Senadora fala em “movimentação atípica” de R$ 6 bilhões e cobra reação do Planalto, Banco Central e CVM
A sessão da Comissão de Assuntos Econômicos desta terça-feira (26) virou palco de um novo embate entre oposição e governo federal. No centro da discussão, o destino de bilhões de reais ligados à aposentadoria de servidores públicos estaduais e municipais.
A senadora Damares Alves usou documentos do próprio governo federal para sustentar um discurso duro sobre o que classificou como risco sistêmico envolvendo fundos previdenciários.
Segundo a parlamentar, dados do Ministério da Previdência Social e da Advocacia-Geral da União apontam uma movimentação considerada “atípica” em cerca de R$ 6 bilhões de Regimes Próprios de Previdência Social (RPPS).

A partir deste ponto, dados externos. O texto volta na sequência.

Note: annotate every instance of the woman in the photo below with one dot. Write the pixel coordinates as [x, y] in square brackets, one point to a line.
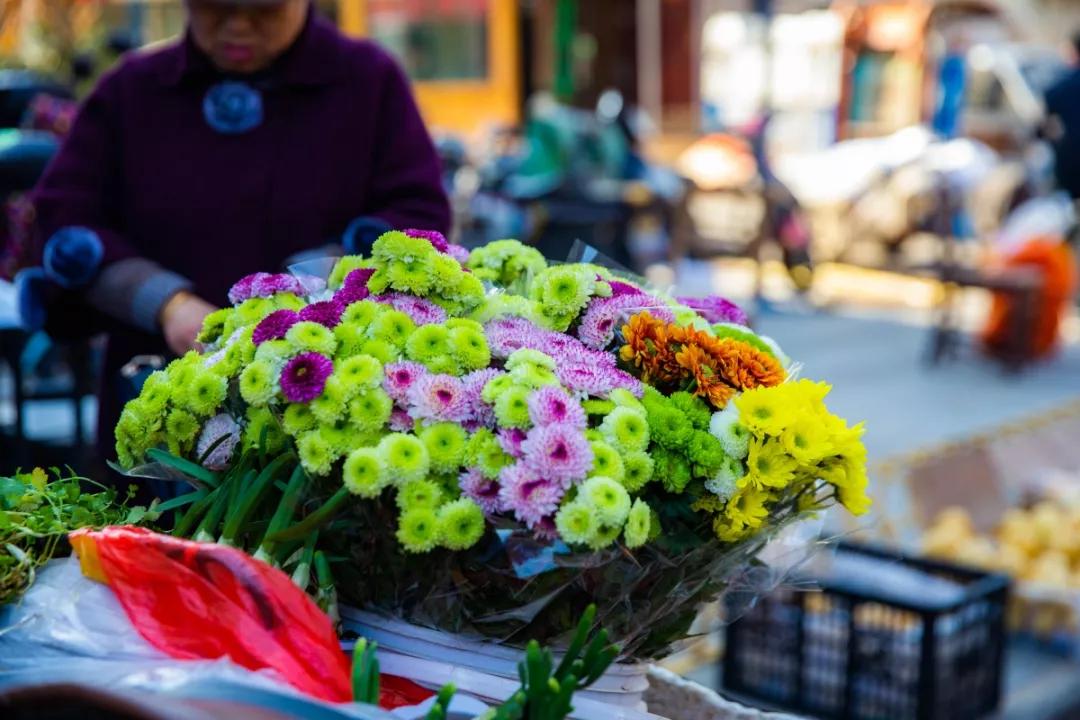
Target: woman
[261, 136]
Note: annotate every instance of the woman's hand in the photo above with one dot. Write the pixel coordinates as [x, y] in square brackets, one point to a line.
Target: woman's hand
[181, 320]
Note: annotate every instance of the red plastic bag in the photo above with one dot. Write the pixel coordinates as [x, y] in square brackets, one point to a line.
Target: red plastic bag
[203, 600]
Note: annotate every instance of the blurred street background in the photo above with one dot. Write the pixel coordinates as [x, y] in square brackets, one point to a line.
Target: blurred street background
[874, 180]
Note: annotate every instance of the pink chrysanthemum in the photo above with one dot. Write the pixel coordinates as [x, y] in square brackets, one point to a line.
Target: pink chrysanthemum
[716, 309]
[557, 452]
[422, 312]
[527, 494]
[604, 314]
[482, 490]
[326, 313]
[264, 285]
[437, 397]
[433, 236]
[305, 376]
[507, 335]
[481, 415]
[397, 378]
[274, 326]
[401, 421]
[551, 406]
[511, 439]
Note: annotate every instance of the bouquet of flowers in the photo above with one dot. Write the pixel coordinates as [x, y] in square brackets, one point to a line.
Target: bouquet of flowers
[487, 443]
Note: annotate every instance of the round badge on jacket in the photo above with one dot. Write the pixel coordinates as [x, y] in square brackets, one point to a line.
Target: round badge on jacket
[232, 107]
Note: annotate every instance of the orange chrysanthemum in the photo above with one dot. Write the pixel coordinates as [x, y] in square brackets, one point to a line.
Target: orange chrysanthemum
[744, 366]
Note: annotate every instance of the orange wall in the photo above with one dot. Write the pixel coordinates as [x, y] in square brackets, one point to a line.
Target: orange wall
[464, 106]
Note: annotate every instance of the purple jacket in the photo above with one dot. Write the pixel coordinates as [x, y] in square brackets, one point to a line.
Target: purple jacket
[179, 205]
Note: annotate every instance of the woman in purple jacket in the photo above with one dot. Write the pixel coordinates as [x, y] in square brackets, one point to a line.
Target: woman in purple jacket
[259, 137]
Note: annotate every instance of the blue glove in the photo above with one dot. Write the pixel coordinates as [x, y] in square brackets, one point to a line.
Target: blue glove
[361, 234]
[72, 256]
[30, 286]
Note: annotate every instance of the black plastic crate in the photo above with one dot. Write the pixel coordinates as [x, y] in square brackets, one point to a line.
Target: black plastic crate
[865, 644]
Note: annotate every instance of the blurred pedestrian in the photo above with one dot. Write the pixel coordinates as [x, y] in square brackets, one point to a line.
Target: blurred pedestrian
[1063, 125]
[262, 135]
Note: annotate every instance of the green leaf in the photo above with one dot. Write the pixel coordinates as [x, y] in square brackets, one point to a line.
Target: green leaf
[186, 466]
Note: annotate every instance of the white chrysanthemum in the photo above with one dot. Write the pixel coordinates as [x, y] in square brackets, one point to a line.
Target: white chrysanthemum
[733, 436]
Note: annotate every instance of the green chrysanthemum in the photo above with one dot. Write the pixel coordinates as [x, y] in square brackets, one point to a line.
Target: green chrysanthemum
[637, 471]
[156, 393]
[446, 445]
[455, 323]
[343, 267]
[213, 328]
[418, 530]
[495, 388]
[512, 408]
[298, 418]
[470, 348]
[608, 499]
[370, 409]
[260, 425]
[258, 383]
[380, 350]
[605, 537]
[205, 393]
[427, 342]
[364, 474]
[392, 326]
[331, 406]
[485, 452]
[597, 407]
[274, 353]
[419, 493]
[460, 525]
[626, 430]
[606, 461]
[307, 336]
[405, 457]
[623, 397]
[362, 313]
[528, 356]
[350, 337]
[576, 522]
[316, 456]
[181, 425]
[360, 372]
[638, 522]
[532, 376]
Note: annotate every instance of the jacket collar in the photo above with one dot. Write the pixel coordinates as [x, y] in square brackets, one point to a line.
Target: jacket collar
[313, 59]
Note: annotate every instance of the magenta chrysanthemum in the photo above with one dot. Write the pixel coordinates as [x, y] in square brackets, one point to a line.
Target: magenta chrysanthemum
[274, 326]
[397, 378]
[422, 312]
[305, 376]
[458, 253]
[482, 490]
[527, 494]
[326, 313]
[716, 309]
[619, 287]
[557, 452]
[511, 439]
[401, 421]
[264, 285]
[433, 236]
[439, 397]
[552, 406]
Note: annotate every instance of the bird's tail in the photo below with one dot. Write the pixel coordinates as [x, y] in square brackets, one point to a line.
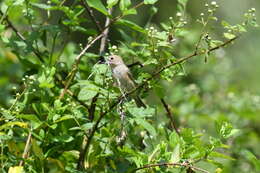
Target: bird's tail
[139, 102]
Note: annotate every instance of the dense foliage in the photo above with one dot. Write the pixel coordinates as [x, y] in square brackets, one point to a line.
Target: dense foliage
[62, 112]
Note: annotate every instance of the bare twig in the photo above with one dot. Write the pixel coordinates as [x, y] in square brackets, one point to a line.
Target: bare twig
[170, 116]
[26, 148]
[104, 38]
[92, 107]
[91, 15]
[120, 98]
[135, 63]
[78, 58]
[21, 36]
[186, 165]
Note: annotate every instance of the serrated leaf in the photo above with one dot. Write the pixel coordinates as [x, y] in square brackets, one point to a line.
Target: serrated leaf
[220, 155]
[16, 169]
[63, 118]
[37, 149]
[146, 125]
[111, 3]
[130, 25]
[42, 6]
[141, 112]
[98, 5]
[150, 1]
[229, 35]
[175, 157]
[15, 123]
[124, 4]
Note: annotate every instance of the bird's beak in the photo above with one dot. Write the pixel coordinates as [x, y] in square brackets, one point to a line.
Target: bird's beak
[102, 60]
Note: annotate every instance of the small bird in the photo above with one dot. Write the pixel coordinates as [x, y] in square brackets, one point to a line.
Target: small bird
[124, 78]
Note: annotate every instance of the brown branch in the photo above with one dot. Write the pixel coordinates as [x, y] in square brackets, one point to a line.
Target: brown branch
[26, 148]
[92, 107]
[178, 61]
[92, 16]
[134, 64]
[106, 31]
[186, 165]
[120, 98]
[170, 116]
[21, 36]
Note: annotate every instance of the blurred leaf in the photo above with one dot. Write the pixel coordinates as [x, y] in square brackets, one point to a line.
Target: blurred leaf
[252, 158]
[98, 5]
[220, 155]
[146, 125]
[15, 123]
[37, 149]
[16, 169]
[141, 112]
[150, 1]
[111, 3]
[130, 25]
[88, 90]
[124, 4]
[229, 35]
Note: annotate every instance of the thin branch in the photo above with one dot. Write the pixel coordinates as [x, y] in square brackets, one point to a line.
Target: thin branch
[170, 116]
[134, 64]
[26, 148]
[105, 36]
[92, 108]
[186, 165]
[77, 61]
[21, 36]
[120, 98]
[92, 16]
[78, 58]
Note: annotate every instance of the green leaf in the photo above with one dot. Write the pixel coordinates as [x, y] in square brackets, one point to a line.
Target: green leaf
[141, 112]
[146, 125]
[42, 6]
[175, 157]
[252, 158]
[124, 4]
[220, 155]
[97, 4]
[88, 91]
[37, 149]
[130, 25]
[32, 118]
[18, 2]
[150, 1]
[229, 35]
[111, 3]
[15, 123]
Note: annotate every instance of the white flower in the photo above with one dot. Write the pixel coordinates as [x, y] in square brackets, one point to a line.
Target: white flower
[213, 3]
[178, 14]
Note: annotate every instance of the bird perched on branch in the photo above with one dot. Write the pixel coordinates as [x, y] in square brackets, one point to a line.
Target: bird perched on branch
[124, 78]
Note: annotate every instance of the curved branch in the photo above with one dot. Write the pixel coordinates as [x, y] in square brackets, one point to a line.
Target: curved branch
[186, 165]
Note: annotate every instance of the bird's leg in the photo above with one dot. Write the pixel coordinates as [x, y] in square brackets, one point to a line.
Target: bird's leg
[119, 85]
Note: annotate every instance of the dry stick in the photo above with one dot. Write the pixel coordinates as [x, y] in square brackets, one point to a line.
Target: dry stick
[179, 61]
[170, 116]
[21, 36]
[91, 110]
[171, 164]
[26, 148]
[92, 17]
[78, 58]
[104, 38]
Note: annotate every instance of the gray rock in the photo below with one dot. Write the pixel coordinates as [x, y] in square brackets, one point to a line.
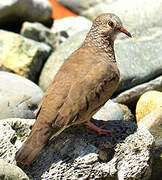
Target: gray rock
[131, 95]
[21, 10]
[76, 153]
[153, 123]
[58, 57]
[110, 111]
[40, 33]
[19, 97]
[11, 172]
[21, 55]
[135, 66]
[139, 60]
[13, 132]
[135, 14]
[68, 26]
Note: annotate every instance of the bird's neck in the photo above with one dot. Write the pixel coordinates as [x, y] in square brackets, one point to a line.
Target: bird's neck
[102, 43]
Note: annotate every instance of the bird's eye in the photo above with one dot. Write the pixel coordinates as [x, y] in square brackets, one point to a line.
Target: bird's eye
[111, 24]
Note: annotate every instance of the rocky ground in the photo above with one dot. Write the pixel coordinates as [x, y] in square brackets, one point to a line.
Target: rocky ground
[33, 47]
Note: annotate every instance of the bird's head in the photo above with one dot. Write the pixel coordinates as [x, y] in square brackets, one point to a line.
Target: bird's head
[108, 25]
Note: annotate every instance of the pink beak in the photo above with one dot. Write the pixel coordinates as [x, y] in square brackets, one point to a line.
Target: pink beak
[125, 32]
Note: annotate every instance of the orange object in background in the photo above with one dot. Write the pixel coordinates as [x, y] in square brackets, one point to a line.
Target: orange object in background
[59, 12]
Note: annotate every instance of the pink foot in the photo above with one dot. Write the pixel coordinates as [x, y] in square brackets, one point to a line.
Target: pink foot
[99, 130]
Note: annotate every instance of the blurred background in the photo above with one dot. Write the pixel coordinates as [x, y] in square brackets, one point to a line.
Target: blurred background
[36, 37]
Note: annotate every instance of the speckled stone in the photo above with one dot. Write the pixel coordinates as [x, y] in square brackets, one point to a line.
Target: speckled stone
[19, 97]
[148, 102]
[21, 55]
[11, 172]
[74, 154]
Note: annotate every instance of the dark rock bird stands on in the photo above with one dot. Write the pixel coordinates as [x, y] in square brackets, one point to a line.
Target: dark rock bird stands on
[81, 87]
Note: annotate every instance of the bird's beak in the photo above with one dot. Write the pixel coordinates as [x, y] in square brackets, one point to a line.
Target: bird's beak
[123, 30]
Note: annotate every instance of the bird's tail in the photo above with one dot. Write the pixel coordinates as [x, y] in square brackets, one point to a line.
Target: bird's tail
[33, 145]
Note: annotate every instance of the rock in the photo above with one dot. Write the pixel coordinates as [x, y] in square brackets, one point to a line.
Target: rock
[40, 33]
[135, 66]
[13, 131]
[15, 11]
[58, 57]
[21, 55]
[110, 111]
[19, 97]
[74, 154]
[131, 95]
[134, 13]
[148, 102]
[68, 26]
[127, 114]
[10, 171]
[153, 123]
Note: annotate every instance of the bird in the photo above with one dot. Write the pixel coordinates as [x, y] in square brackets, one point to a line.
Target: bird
[83, 84]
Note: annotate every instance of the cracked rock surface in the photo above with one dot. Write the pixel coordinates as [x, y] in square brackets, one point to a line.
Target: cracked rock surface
[79, 153]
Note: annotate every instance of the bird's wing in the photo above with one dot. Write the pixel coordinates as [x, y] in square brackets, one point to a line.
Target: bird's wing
[83, 93]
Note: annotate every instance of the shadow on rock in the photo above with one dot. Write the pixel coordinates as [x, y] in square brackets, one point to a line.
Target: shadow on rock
[79, 145]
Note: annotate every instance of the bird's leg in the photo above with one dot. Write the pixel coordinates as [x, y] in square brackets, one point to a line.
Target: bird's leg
[99, 130]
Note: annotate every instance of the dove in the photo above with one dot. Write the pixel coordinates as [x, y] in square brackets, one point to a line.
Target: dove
[83, 84]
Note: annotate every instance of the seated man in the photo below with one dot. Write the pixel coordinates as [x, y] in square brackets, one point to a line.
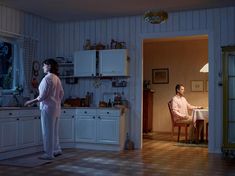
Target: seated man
[180, 108]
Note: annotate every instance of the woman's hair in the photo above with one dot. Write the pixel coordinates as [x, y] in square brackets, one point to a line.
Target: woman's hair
[177, 87]
[53, 64]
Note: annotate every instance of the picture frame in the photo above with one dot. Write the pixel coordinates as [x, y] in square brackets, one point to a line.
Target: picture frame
[197, 86]
[160, 76]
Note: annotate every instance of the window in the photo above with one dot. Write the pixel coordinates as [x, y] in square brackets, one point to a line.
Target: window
[6, 65]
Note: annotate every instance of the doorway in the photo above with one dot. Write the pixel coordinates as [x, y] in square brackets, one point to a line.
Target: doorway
[167, 62]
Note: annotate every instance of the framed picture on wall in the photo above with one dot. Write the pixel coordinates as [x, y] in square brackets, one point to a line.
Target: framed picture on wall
[160, 76]
[197, 86]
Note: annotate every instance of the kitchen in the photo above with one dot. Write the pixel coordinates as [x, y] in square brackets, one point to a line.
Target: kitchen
[63, 38]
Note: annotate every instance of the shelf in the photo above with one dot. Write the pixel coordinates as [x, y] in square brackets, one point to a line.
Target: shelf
[65, 64]
[64, 77]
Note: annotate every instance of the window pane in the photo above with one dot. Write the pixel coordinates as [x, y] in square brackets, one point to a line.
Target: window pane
[6, 65]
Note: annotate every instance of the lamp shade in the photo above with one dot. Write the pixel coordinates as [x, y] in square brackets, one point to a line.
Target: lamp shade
[205, 68]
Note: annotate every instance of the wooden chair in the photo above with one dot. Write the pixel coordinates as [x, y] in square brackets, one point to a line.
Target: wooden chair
[177, 124]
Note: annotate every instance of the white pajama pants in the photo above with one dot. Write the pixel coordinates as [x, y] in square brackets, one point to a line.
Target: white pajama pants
[50, 133]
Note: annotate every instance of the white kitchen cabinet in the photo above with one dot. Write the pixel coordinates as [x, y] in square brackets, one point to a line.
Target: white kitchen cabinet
[113, 62]
[108, 129]
[66, 125]
[8, 134]
[101, 63]
[85, 63]
[18, 129]
[86, 125]
[28, 131]
[100, 126]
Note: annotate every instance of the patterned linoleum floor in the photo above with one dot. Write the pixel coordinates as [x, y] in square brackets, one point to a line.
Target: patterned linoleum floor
[159, 156]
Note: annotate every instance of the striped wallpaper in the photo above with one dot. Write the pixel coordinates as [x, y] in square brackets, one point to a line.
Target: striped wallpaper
[62, 39]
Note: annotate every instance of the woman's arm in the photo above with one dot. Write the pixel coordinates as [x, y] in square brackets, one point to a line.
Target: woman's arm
[30, 102]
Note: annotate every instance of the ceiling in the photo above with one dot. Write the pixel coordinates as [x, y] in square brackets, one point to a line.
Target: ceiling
[74, 10]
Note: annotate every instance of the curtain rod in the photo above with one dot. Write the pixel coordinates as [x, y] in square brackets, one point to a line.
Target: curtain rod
[15, 35]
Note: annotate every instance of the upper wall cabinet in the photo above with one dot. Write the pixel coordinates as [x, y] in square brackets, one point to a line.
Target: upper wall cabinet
[85, 63]
[113, 62]
[101, 63]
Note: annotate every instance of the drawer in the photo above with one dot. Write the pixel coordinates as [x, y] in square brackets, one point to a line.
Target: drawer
[68, 112]
[9, 113]
[109, 112]
[34, 112]
[86, 111]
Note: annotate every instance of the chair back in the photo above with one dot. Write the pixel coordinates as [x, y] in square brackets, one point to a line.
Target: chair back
[171, 112]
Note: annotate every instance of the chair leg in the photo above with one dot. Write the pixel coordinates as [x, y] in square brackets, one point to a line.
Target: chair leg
[179, 134]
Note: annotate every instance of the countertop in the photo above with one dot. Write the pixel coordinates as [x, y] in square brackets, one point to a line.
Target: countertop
[63, 107]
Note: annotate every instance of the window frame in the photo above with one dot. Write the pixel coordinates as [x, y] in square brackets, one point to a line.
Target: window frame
[15, 67]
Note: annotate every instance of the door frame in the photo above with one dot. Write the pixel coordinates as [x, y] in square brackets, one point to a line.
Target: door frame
[138, 122]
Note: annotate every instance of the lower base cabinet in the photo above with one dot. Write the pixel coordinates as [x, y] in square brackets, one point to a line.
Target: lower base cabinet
[66, 125]
[99, 126]
[99, 129]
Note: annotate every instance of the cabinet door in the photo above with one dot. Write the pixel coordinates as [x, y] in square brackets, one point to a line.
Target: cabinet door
[39, 131]
[28, 131]
[8, 134]
[229, 97]
[85, 63]
[66, 128]
[113, 62]
[108, 129]
[86, 128]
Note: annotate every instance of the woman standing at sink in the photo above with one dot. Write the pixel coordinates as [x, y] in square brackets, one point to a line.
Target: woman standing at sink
[50, 95]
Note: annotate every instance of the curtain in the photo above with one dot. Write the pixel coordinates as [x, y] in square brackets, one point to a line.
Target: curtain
[28, 55]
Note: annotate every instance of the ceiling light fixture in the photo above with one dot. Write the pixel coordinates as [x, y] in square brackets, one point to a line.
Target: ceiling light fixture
[155, 17]
[205, 68]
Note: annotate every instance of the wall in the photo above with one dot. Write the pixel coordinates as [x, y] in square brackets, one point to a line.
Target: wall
[64, 38]
[17, 23]
[184, 59]
[217, 23]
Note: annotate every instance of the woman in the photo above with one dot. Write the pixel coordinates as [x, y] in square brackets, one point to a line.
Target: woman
[50, 95]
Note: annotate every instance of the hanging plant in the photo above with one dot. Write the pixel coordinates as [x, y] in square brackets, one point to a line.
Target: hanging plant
[155, 17]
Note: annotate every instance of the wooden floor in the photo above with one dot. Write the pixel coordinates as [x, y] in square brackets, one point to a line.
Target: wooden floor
[159, 156]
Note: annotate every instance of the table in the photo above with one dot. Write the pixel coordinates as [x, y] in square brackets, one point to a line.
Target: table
[198, 117]
[199, 114]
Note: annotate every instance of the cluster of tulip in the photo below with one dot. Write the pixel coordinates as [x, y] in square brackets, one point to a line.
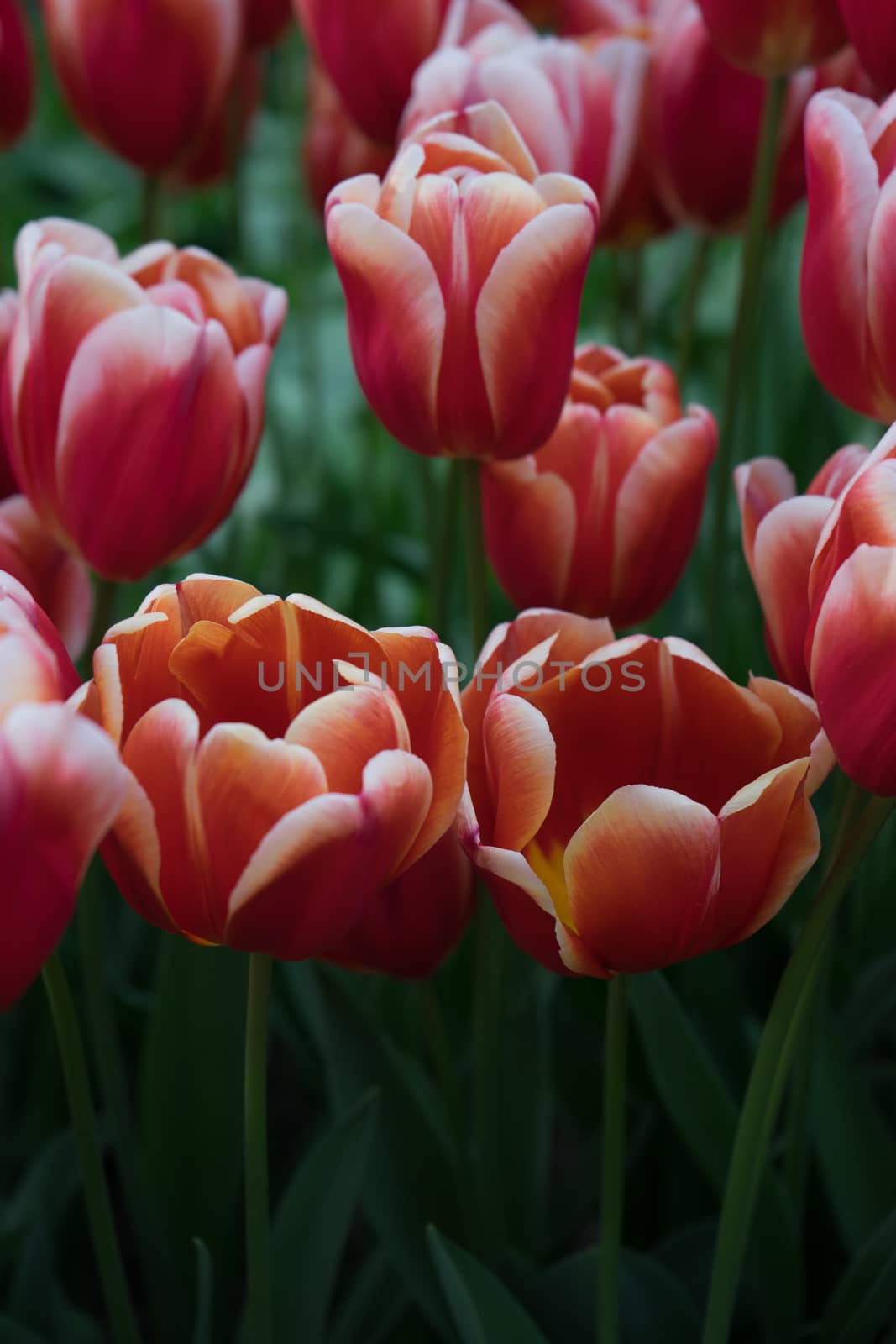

“Estamos falando do dinheiro da aposentadoria de servidores públicos estaduais e municipais. Recursos que deveriam estar protegidos pelos mais altos padrões de prudência e segurança”, afirmou.
O foco da preocupação é a migração acelerada de recursos previdenciários para Letras Financeiras emitidas por bancos considerados de maior risco entre 2023 e 2024.
Damares afirmou que o próprio governo tratou internamente o fenômeno como uma “febre”, o que levou à análise individualizada de aproximadamente 150 regimes previdenciários.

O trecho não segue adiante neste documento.